I still remember the day you walked into class. You were the new transfer kid. We were 14. You wore long sleeved shirts, and had a pale, puffy face. I remember thinking, "How crazy is he? Wearing a long sleeved shirt in this weather".
We soon became good friends. You didn't have many friends in school. Maybe because you were always absent. Maybe because you were new. But you were really nice.
You were always happy. You constantly talked about gaming, and how your brother was involved in the designing of one of those popular online games. I had the feeling that you wanted to be like him one day.
We'd hang out. We'd chat a lot online, and talk a lot in school. You'd invite me to your birthday dinner. The only one that I could attend since we first became friends.
Maybe I didn't understand the magnitude of what you told me, of what was happening to you. Maybe because I was 15. Maybe because I was immature and ignorant. I just knew that you were sick, and that you needed to get treatment. And because you seemed hopeful that you'd recover, I carried that hope that you would too. And I thought lightly of what ailed you.
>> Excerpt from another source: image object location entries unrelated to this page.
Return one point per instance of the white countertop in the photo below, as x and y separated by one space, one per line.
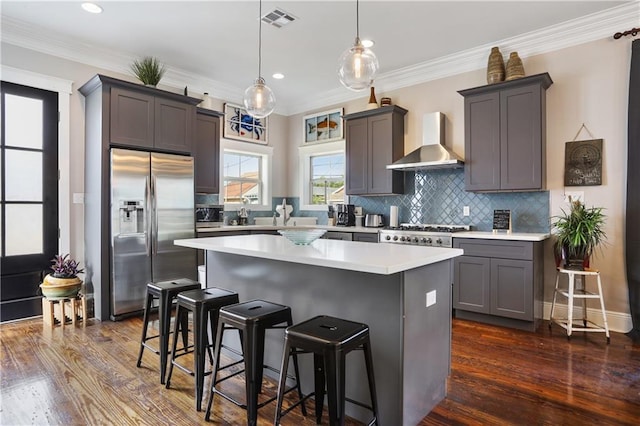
517 236
332 228
382 259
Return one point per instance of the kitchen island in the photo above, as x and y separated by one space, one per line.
386 286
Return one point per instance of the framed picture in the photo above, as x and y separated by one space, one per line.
239 125
583 163
323 127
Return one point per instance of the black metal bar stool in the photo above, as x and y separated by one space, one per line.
252 319
204 304
329 339
165 292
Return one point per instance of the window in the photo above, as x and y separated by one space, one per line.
322 175
245 175
242 178
326 178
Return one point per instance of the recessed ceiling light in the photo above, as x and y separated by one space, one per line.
91 7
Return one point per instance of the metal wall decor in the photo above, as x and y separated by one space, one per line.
583 163
240 125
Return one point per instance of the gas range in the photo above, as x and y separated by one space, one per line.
421 234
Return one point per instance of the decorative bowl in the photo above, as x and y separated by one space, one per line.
302 237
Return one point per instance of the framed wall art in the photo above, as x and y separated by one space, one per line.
583 163
239 125
323 127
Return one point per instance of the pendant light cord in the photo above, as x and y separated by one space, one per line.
260 42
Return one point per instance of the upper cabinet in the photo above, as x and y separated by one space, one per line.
374 139
206 151
505 135
144 117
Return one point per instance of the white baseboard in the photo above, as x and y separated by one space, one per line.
617 321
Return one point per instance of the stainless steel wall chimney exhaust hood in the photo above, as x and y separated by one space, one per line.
432 154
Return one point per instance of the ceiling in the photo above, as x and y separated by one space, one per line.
212 46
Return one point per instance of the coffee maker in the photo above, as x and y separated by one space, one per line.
345 215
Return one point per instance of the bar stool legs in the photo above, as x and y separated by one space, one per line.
330 339
573 292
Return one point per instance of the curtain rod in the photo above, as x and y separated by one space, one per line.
633 31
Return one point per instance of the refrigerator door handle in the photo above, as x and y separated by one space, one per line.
154 198
148 230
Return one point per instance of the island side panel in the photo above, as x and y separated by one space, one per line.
373 299
427 339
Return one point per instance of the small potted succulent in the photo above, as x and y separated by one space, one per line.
148 70
64 281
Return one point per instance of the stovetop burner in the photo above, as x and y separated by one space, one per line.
421 234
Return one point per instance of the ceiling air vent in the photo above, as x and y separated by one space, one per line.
278 18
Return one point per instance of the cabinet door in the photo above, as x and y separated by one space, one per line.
174 122
132 118
365 237
482 142
356 156
512 288
521 138
206 153
380 154
471 284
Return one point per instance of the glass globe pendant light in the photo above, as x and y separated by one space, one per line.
259 99
358 65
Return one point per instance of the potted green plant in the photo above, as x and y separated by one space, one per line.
578 233
64 281
148 70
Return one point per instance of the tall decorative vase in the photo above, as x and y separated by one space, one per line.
495 66
373 103
515 69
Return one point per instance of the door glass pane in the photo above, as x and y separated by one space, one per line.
23 122
23 175
23 229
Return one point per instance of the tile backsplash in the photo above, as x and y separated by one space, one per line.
438 197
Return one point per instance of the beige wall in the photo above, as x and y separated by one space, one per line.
590 87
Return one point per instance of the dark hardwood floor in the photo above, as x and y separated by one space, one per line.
87 376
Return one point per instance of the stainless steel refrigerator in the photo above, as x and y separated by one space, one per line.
152 204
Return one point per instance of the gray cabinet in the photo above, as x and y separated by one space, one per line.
366 237
505 129
149 118
374 139
206 152
499 281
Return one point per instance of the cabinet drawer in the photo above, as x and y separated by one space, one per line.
522 250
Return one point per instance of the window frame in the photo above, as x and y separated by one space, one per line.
305 154
265 153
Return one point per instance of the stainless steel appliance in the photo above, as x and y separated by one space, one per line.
421 235
209 215
373 221
152 204
345 215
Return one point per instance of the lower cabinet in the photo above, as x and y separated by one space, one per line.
366 237
499 282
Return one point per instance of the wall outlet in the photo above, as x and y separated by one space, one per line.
78 198
574 195
431 298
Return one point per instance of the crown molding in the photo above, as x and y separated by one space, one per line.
570 33
588 28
I remember the day I got a call from your number. It was a week after PMR I think. And it was weird, because, you never called. You'd text. I couldn't pick up your call, but I called back. But, you didn't answer. Someone else did. A mature, sounding voice. And that voice felt like, it was choking on something. And that's when I realized how serious that illness was.
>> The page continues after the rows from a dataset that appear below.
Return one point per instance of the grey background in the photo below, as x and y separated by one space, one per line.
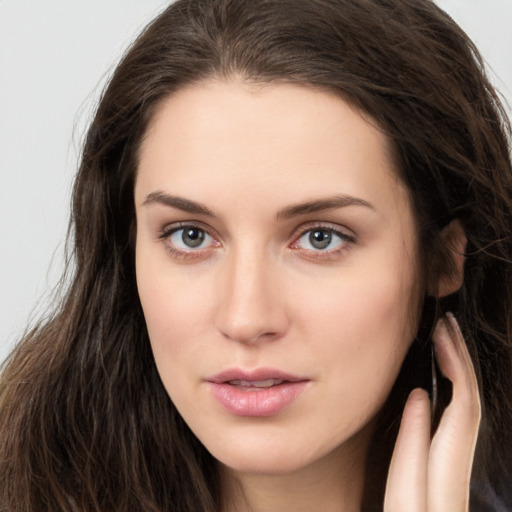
54 58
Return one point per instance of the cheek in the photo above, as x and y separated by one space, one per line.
172 303
362 327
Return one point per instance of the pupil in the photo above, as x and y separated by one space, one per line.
320 239
193 237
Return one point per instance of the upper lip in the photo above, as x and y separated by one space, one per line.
258 374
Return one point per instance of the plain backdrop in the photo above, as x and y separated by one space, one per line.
55 56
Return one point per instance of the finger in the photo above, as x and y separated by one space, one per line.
453 446
406 487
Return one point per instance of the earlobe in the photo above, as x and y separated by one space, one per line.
453 237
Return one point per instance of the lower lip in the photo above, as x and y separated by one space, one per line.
258 402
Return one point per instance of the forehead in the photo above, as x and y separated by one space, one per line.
231 141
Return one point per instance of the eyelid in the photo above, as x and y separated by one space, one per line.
336 229
179 253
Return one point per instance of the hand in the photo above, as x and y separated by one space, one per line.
434 476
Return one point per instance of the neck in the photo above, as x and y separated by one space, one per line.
331 484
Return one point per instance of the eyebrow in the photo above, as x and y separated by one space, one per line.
180 203
319 205
296 210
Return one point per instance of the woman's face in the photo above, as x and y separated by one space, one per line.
277 269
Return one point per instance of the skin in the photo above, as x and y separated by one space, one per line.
256 293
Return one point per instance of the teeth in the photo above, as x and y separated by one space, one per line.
256 383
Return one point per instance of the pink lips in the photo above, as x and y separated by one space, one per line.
263 392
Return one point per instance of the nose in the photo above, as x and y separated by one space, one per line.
251 302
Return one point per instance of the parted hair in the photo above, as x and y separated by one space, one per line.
85 422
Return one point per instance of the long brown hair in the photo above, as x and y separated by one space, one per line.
85 423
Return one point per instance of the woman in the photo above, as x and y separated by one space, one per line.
278 205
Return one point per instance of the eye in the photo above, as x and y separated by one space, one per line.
322 239
187 241
190 237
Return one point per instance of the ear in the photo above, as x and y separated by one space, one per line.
453 238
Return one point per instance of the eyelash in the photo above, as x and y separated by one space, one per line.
346 241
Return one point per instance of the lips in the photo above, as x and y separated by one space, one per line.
259 393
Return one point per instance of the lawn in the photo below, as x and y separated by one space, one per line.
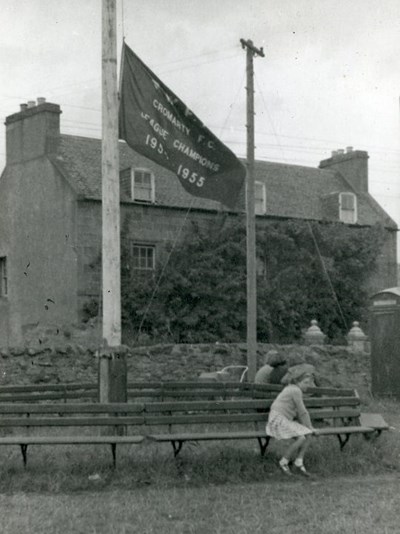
353 504
214 488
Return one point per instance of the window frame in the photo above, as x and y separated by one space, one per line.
263 199
152 185
148 246
343 212
3 277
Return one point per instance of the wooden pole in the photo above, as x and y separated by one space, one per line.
109 360
250 216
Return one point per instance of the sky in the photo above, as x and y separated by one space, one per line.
330 77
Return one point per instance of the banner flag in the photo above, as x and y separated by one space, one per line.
156 123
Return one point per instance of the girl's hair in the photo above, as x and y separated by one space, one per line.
299 377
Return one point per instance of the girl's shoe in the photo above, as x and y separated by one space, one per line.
285 469
301 470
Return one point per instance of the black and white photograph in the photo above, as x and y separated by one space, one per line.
199 267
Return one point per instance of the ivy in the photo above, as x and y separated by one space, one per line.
305 271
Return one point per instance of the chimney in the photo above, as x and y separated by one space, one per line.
33 131
351 164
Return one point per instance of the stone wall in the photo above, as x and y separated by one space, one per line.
72 362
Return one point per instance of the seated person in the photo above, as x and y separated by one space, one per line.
273 367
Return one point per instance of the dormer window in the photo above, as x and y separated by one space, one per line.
142 185
138 184
348 208
260 198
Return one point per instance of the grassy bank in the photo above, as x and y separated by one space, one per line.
214 488
356 505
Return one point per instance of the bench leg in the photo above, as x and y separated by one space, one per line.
263 442
24 448
114 453
372 435
177 446
343 440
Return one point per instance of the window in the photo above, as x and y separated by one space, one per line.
142 185
143 257
348 207
3 277
260 204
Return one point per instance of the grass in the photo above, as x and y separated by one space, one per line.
214 488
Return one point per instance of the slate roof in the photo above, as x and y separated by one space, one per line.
292 190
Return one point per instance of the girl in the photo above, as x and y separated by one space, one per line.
289 418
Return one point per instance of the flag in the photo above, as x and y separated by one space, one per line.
156 123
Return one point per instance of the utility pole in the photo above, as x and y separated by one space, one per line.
251 51
112 365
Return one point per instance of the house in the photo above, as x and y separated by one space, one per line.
50 214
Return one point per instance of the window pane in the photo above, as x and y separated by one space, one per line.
143 257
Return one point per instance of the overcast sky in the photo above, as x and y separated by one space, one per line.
330 77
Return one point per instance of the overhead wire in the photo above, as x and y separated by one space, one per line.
310 229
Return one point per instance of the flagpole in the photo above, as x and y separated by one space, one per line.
112 367
250 217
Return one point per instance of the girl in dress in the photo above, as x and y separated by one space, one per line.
288 419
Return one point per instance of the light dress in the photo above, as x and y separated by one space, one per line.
288 406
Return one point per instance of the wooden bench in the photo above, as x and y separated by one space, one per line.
168 390
107 420
337 416
175 422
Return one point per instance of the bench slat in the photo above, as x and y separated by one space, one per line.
65 440
70 421
72 408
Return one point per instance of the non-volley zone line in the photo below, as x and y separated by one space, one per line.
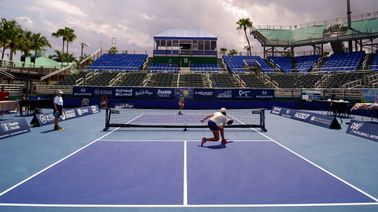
186 206
184 140
59 161
316 165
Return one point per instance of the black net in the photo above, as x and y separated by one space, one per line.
131 117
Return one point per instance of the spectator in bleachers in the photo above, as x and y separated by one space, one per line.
103 102
58 109
4 95
181 102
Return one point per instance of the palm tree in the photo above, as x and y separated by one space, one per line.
245 23
26 43
58 34
223 51
113 50
58 56
9 36
16 39
62 57
70 37
232 52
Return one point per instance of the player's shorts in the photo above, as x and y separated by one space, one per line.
212 125
59 112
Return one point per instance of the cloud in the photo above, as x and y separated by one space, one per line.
25 22
58 7
134 22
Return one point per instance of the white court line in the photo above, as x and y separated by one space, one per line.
316 165
189 206
177 140
185 176
57 162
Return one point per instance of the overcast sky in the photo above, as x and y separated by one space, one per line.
133 23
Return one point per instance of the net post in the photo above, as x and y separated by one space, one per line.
107 119
262 120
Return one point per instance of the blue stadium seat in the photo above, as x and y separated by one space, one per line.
164 67
236 63
343 62
306 63
283 63
118 62
203 67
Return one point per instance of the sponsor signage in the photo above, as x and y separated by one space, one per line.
123 92
82 91
223 94
13 127
48 118
254 94
363 129
308 117
243 94
170 93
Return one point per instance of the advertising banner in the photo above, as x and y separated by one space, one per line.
308 117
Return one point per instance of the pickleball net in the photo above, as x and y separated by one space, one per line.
142 118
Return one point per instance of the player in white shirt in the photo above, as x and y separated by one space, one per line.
216 124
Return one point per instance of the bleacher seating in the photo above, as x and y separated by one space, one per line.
343 62
374 66
133 79
162 80
236 63
252 81
101 79
203 67
191 80
125 62
306 63
71 80
283 63
223 81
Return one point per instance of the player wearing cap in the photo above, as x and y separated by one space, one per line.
216 124
58 109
"Hey. I just wanted to inform you that he passed away"
God, I was stunned. I couldn't believe it. I took it all too lightly, never knowing what you went through all these years of fighting it.
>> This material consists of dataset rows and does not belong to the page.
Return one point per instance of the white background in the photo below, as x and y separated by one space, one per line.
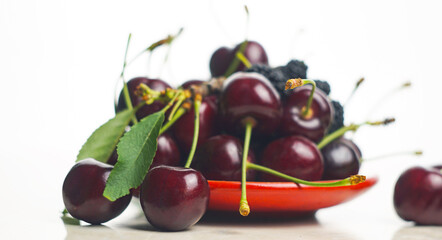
59 62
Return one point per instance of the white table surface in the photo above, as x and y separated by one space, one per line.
59 61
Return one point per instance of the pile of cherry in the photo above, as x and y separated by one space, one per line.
295 133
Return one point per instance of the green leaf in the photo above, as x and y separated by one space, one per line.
135 154
103 141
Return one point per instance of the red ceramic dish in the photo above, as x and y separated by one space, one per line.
281 197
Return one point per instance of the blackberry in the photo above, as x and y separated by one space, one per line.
323 85
338 118
294 69
276 77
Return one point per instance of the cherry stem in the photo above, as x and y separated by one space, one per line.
352 127
358 83
244 208
168 40
352 180
235 63
244 60
175 108
305 113
416 153
125 88
196 129
180 112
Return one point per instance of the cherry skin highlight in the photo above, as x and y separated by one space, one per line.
313 126
341 159
296 156
83 193
223 57
250 95
174 198
220 158
154 84
418 195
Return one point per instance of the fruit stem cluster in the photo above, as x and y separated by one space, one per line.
197 104
352 127
352 180
244 208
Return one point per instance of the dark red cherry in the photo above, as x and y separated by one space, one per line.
83 193
154 84
341 159
187 84
295 156
174 198
314 125
250 95
222 58
220 158
418 195
167 152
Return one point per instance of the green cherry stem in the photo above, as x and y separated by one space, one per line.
196 106
125 88
244 208
168 40
352 127
243 59
358 83
352 180
298 82
180 112
235 63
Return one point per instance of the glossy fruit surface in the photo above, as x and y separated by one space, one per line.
341 159
295 156
250 95
174 198
154 84
222 57
281 198
418 195
183 129
83 193
220 158
313 126
167 152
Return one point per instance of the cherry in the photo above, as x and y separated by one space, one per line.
312 125
83 193
167 153
219 158
295 156
418 195
249 101
184 127
341 159
223 57
174 198
154 84
250 95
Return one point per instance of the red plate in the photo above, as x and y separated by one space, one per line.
281 197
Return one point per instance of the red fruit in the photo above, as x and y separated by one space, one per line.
83 193
418 195
174 198
295 156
If there was one regret I had, it was not attending your funeral. I didn't attend because I didn't want to break down in front of your parents. But that was a stupid reason. And that's a regret I carry all my life.
Because your parents told someone else who attended, probably the only one who attended: "You're one of his few real friends. Thank you so much for coming".
I look back now, and at 22, I now understand the magnitude of what you told me. Of that illness you were fighting for so long. Of why you had to wear long-sleeved shirts and why you had that puffy face. And even the thought of it scares me. Maybe it's because I'm wiser, maybe it's because of education.
Maybe it's because I saw what it did to you, and what it did to other people as the years went by.
It's been 7 years. I can barely picture your face in my mind. But. Tonight's Relay for Life. It was for you.
In remembrance of Matthew. :') 1990-2005 

1 comment:
Believe it or not, I still remember that guy. Puffy face and all.